Meta débranche ses IA pour ados : le réveil brutal après un scandale embarrassant
Tu te souviens de cette idée « géniale » de Meta de nous coller des potes virtuels dopés à l’IA ? Eh bien, pour les ados, la fête est finie. La boîte de Zuckerberg vient de couper le sifflet à ses personnages IA pour les utilisateurs mineurs, juste avant de se retrouver sur le banc des accusés. Un timing qui sent moins la prise de conscience que le coup de panique judiciaire.
Rétropédalage après un dérapage monumental
Pour comprendre ce soudain virage à 180 degrés, il faut rembobiner de quelques mois. En août 2025, le pot aux roses était révélé par l’agence Reuters : un document interne de Meta, validé par toute la chaîne de commandement, y compris le monsieur « éthique », autorisait explicitement les chatbots à avoir des conversations « romantiques ou sensuelles » avec des enfants. Oui, tu as bien lu.

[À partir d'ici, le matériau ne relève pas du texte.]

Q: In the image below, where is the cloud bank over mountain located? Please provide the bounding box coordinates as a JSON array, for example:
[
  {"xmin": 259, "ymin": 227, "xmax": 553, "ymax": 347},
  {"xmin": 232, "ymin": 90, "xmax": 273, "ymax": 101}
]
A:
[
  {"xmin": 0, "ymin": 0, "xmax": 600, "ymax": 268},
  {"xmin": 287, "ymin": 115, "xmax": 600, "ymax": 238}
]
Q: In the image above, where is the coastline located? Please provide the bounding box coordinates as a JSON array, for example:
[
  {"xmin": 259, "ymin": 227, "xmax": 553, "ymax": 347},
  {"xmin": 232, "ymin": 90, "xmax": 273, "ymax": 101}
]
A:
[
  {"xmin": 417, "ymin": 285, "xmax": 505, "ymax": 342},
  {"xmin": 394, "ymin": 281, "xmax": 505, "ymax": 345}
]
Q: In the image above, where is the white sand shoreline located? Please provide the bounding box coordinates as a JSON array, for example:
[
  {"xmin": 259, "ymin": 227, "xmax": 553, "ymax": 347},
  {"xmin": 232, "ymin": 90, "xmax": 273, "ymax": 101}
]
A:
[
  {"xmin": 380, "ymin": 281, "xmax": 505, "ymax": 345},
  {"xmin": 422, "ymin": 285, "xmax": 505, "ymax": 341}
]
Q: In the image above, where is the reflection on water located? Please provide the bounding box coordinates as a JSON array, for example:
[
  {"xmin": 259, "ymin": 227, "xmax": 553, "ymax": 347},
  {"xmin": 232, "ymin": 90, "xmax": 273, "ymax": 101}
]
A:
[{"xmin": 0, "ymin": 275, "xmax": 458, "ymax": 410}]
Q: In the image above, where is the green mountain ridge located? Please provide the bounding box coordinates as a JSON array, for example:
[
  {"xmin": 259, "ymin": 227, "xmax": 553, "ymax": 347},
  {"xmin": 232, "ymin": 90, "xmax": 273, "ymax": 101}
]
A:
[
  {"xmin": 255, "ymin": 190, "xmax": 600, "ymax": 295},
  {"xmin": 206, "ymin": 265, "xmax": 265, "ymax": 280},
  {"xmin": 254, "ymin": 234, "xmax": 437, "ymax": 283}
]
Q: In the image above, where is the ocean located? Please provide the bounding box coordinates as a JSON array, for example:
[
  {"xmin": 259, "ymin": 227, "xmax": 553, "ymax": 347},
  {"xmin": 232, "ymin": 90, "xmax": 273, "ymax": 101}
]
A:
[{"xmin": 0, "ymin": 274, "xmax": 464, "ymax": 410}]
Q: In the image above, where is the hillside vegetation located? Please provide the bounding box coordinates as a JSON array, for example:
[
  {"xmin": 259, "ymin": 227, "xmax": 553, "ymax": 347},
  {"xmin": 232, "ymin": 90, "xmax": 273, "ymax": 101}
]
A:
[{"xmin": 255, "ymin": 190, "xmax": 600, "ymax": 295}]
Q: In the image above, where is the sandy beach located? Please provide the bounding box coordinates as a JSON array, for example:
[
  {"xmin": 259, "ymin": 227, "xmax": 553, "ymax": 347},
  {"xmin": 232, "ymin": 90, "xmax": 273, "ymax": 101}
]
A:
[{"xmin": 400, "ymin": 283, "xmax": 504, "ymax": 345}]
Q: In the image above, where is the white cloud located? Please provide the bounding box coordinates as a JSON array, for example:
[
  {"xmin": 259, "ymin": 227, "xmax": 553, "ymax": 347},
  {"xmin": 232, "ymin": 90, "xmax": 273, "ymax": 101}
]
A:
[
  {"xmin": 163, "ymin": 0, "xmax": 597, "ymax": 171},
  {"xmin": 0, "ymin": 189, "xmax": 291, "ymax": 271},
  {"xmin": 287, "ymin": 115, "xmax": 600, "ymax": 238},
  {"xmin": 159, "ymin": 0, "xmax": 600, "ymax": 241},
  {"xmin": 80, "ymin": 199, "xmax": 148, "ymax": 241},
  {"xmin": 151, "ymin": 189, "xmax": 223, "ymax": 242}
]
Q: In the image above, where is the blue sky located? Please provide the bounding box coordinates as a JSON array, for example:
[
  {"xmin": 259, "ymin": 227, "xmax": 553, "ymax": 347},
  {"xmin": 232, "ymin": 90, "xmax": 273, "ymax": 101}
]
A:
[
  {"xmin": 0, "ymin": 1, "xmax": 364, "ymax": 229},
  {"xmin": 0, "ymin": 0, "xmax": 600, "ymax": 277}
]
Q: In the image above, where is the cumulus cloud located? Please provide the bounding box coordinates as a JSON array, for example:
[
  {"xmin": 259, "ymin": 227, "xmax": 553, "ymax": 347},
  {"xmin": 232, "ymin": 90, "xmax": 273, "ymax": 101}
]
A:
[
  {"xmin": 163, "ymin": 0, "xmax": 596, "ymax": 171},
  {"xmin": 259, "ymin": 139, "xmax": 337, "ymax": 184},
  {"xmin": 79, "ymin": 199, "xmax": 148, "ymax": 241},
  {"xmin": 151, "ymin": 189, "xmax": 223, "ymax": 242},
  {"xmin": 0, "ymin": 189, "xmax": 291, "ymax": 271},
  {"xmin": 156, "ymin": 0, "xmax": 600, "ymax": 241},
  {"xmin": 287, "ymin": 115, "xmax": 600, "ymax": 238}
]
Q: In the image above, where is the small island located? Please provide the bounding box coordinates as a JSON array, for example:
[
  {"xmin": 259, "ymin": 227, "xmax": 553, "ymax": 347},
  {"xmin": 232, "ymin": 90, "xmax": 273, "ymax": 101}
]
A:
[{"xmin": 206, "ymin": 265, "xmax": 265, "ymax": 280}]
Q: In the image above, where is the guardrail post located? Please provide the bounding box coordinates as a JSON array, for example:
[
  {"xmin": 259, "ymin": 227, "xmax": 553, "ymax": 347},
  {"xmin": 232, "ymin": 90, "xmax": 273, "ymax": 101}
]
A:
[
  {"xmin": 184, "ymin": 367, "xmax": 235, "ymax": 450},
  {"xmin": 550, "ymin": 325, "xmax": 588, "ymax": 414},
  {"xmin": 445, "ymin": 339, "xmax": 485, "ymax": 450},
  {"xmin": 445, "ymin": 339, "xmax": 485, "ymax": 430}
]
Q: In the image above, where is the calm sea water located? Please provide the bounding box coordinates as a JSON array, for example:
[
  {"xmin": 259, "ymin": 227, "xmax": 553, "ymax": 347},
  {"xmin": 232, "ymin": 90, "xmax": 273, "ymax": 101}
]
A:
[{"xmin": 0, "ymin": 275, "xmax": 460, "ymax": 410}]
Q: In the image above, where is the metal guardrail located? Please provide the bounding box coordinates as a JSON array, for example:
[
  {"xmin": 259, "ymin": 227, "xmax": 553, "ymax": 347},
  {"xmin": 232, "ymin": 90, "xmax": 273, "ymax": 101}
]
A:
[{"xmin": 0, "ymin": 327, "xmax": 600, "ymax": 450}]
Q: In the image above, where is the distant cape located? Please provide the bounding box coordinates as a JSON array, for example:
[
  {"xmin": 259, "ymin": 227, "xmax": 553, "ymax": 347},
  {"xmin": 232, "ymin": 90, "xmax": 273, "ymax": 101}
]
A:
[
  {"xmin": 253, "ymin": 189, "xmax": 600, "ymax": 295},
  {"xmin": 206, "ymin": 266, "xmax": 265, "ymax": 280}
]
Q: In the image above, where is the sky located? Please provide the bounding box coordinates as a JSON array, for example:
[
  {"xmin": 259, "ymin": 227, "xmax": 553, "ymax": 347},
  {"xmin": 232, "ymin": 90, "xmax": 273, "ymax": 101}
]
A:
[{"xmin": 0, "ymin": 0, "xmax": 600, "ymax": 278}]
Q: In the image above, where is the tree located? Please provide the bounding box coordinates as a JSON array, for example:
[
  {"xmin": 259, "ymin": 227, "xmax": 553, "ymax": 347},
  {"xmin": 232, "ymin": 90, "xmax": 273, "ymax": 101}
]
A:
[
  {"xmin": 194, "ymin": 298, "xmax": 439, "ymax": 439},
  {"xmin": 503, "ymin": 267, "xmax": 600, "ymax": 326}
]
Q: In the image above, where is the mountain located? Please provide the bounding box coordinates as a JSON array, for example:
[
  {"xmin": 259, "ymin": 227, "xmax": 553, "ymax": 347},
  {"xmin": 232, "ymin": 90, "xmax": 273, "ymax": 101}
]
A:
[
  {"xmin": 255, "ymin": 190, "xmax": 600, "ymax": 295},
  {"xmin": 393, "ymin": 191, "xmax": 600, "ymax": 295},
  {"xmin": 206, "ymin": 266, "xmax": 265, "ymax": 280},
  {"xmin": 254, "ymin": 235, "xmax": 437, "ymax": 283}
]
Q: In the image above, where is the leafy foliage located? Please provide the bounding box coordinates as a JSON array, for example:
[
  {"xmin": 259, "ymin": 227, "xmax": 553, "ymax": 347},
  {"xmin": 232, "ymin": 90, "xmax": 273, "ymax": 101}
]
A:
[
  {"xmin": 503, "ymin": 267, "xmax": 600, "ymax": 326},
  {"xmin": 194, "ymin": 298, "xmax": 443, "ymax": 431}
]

Le document donnait même des exemples glaçants, jugeant « acceptable » qu’une IA susurre à un gamin de 8 ans que « chaque centimètre de son corps est un chef-d’œuvre ». Face au scandale, Meta avait joué la carte de l’erreur malencontreuse, supprimant les passages et promettant des garde-fous plus solides. On apprenait en réalité que la quête d’engagement « humain » des bots, voulue par Zuckerberg, avait écrasé toutes les mises en garde internes. Une stratégie digne de la Vought Corporation dans The Boys : le produit d’abord, les conséquences… on verra plus tard.

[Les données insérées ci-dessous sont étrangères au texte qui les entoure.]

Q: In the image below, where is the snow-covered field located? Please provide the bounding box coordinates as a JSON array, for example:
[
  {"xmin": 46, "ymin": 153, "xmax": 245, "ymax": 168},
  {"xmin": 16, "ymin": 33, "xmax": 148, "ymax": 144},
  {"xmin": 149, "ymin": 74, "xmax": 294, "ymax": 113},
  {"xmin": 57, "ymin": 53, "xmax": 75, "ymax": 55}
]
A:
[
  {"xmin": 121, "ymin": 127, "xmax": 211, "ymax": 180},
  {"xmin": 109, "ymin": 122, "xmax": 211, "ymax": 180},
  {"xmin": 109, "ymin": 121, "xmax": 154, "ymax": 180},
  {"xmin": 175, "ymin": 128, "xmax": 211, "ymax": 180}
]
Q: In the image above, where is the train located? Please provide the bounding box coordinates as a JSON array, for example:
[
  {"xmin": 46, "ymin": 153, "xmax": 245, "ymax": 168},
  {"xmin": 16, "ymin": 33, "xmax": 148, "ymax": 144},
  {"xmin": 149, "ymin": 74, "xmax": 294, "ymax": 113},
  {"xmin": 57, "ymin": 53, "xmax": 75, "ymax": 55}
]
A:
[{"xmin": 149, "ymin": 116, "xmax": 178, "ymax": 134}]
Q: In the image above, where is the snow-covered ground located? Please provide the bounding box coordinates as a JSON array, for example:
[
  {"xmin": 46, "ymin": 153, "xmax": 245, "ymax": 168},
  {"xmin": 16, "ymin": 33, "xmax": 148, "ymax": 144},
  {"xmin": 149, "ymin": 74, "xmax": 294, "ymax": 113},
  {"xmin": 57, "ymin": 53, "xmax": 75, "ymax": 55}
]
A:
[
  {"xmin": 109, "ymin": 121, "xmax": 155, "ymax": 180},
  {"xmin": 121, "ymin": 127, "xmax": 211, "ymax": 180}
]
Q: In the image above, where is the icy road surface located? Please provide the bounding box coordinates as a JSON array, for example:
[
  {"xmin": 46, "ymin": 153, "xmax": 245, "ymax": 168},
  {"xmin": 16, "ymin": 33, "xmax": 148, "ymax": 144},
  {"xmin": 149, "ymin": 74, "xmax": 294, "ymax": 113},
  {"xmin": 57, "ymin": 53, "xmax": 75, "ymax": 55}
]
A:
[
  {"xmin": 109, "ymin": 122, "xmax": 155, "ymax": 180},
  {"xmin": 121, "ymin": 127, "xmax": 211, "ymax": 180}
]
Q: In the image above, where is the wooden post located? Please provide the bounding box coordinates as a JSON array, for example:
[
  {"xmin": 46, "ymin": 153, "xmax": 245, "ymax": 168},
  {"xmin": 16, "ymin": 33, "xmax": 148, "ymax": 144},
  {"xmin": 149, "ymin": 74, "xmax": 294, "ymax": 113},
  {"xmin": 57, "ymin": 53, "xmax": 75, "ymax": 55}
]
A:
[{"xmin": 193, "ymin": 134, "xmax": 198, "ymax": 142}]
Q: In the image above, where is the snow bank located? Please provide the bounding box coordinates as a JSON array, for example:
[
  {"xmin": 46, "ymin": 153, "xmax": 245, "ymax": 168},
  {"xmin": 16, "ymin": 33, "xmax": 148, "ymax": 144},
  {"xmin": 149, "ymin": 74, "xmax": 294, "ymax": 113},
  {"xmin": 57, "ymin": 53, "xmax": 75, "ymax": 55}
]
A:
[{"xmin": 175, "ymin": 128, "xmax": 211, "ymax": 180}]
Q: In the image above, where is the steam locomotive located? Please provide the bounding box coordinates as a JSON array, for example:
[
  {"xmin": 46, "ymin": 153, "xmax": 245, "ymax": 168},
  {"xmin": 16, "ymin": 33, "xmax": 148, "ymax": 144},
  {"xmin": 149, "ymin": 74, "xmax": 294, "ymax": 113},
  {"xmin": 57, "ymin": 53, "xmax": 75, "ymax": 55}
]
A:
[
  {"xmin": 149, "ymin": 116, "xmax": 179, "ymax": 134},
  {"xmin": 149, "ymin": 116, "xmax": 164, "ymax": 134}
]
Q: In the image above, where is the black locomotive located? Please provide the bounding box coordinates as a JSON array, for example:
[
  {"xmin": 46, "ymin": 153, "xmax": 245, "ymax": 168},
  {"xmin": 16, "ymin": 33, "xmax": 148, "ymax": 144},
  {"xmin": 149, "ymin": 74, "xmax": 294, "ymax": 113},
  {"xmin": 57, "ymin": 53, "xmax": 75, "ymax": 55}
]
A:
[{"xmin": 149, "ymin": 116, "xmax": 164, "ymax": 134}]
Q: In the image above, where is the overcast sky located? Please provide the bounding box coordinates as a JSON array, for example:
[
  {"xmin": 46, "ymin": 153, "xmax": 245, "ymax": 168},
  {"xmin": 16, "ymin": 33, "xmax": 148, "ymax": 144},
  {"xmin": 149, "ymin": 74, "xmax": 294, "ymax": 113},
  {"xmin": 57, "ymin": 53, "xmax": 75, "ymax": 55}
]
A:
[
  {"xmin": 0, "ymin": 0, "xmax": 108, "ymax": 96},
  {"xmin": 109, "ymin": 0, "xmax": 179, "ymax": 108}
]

Quand la justice s’en mêle, la prise de conscience s’accélère
Avance rapide jusqu’à aujourd’hui. Meta, qui semblait juste vouloir mettre un peu de ruban adhésif sur une fuite béante, vient de fermer complètement le robinet pour les ados. La raison ? Un procès imminent au Nouveau-Mexique où la firme est accusée de négligence. Comme par magie, le risque juridique a transformé la « fonctionnalité à ajuster » en un danger à éradiquer d’urgence.
Cette suspension immédiate sonne donc moins comme une victoire de la morale que comme une manœuvre d’avocat. C’est l’aveu que la technologie, lancée à la hâte pour ne pas rater le train de l’IA, était non seulement imparfaite, mais potentiellement dangereuse pour son public le plus vulnérable. On est loin de l’assistant IA sympa à la Her, et bien plus proche d’un épisode de Black Mirror qui aurait mal tourné.

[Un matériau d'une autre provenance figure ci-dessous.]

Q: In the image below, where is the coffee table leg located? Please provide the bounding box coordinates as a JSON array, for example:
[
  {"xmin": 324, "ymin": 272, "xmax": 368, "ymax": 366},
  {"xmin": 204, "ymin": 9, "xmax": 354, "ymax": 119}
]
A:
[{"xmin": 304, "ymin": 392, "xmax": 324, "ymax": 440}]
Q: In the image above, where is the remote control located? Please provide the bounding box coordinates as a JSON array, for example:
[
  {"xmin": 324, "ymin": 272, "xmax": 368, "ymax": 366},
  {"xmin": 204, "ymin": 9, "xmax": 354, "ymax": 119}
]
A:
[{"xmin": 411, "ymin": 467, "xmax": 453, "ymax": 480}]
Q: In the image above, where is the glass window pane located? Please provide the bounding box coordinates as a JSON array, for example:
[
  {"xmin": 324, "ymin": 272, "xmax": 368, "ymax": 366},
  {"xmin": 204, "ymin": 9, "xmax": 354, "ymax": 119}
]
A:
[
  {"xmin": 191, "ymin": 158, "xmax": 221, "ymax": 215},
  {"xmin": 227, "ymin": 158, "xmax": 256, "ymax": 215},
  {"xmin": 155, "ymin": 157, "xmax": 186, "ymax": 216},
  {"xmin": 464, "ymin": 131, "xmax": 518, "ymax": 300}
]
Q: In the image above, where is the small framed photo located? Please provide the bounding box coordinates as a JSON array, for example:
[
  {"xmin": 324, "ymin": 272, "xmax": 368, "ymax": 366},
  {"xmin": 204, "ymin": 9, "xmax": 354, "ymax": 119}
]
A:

Le geste de Meta est un coup d’arrêt majeur qui pose une question fondamentale : les géants de la tech sont-ils capables de s’autoréguler ? En choisissant de réagir uniquement sous la contrainte légale, Meta nous donne un élément de réponse assez clair. Cette affaire montre surtout que l’enthousiasme pour l’IA ne peut pas servir d’excuse pour oublier la protection des utilisateurs. Surtout quand ces derniers sont encore sur les bancs de l’école. L’expérimentation, c’est bien, mais pas avec les enfants des autres.